Há 51 dias acampados na Escola Estadual Fernão Dias Paes, em Pinheiros, zona oeste de São Paulo, os alunos preparam para hoje uma festa de Ano Novo na ocupação para, em seguida, sair da unidade até domingo. O colégio foi o primeiro a ser invadido na capital contra a reorganização escolar, suspensa no início deste mês pelo governador Geraldo Alckmin (PSDB). Dez unidades ainda permanecem tomadas pelos estudantes.

De acordo com os alunos da unidade, a dirigente de ensino da região pediu que eles desocupassem a unidade para que as aulas de reposição deste ano letivo pudessem ser retomadas na segunda-feira. Ela ainda teria proposto, segundo eles, a montagem de um projeto sobre temas que gostariam que fossem abordados na reposição.

"Vimos que não só barramos a reorganização, mas que os alunos ganharam mais voz e participação na gestão escolar e dentro da sala de aula", disse o estudante Heudes Oliveira, de 18 anos, da Fernão Dias.

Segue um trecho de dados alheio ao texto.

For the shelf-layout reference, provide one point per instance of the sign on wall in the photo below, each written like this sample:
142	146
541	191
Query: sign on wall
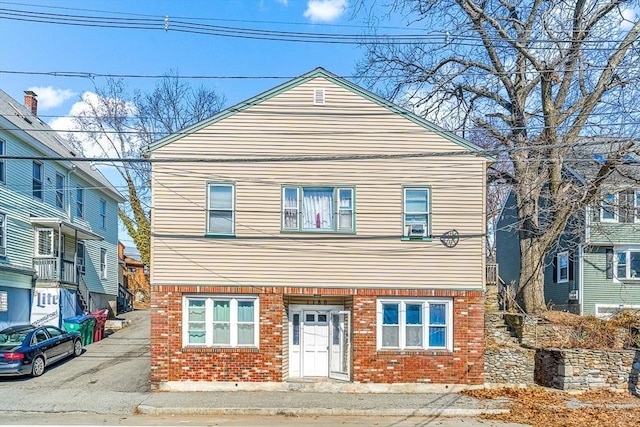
45	309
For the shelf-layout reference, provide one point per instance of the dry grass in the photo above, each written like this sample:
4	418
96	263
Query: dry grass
544	408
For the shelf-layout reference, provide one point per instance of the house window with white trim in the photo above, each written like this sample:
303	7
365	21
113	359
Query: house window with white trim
609	208
562	267
628	263
3	234
79	202
103	263
220	321
37	179
59	191
3	162
102	218
415	324
318	209
416	212
220	209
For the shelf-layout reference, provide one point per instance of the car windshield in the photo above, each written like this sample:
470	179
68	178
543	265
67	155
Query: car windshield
12	339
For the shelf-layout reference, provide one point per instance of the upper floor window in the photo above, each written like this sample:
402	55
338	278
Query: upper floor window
102	219
80	202
220	209
318	209
416	212
103	263
221	321
609	208
419	324
37	179
3	169
628	264
59	191
562	267
3	234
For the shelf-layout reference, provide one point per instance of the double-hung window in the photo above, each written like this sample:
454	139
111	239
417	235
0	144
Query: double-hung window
628	263
3	162
416	212
220	209
59	191
415	324
3	234
102	218
103	263
318	209
609	208
80	202
37	180
562	267
221	321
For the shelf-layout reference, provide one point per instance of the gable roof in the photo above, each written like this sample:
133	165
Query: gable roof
318	72
23	120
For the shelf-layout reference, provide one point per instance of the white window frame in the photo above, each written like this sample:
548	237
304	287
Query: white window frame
59	191
614	207
102	218
51	243
629	275
336	208
232	210
3	162
103	263
80	201
35	180
425	302
3	234
407	226
560	256
233	320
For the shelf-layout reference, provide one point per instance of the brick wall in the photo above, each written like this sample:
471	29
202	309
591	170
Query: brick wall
171	362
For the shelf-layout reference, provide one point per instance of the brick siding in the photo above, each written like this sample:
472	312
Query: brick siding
170	361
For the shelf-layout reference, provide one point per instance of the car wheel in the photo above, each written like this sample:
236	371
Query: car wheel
77	348
37	367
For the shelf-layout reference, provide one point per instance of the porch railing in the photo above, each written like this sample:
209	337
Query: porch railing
47	270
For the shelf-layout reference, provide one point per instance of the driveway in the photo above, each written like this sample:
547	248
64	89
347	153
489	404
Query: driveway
111	376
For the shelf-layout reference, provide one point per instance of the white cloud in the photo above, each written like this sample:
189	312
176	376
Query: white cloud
325	10
50	97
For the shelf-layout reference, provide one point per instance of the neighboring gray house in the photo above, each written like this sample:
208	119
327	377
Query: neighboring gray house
595	266
58	224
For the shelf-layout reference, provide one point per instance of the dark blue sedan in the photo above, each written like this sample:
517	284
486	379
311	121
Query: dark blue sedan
27	349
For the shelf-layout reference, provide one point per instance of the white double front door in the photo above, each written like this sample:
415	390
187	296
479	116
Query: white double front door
319	342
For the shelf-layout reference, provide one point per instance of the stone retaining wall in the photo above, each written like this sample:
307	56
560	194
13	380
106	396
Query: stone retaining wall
587	369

Na Escola Godofredo Furtado, também em Pinheiros, os alunos estão organizando uma festa fechada para hoje e, depois, um evento aberto para a comunidade e os pais amanhã. "Estamos nos preparando para sair, mas queremos garantir algumas mudanças. A diretora, por exemplo, é muito autoritária e implica com a roupa das alunas. Não vamos tolerar mais essa perseguição e machismo", disse a estudante Ariane Lima, de 17 anos.

Polícia

Os alunos da Escola João Dória, no Itaim Paulista, acusaram, por uma rede social, policiais militares e a direção da unidade de os retirarem à força da ocupação na noite de anteontem. Segundo o relato, policiais ameaçaram quebrar cadeados para entrar no local. Os alunos disseram que, por medo, liberaram a entrada. Em seguida, funcionários da direção da escola chegaram ao local e eles foram obrigados a sair do colégio. Uma estudante de 15 anos foi levada para o 50.º Distrito Policial, sob acusação de dano ao patrimônio público, mas foi liberada.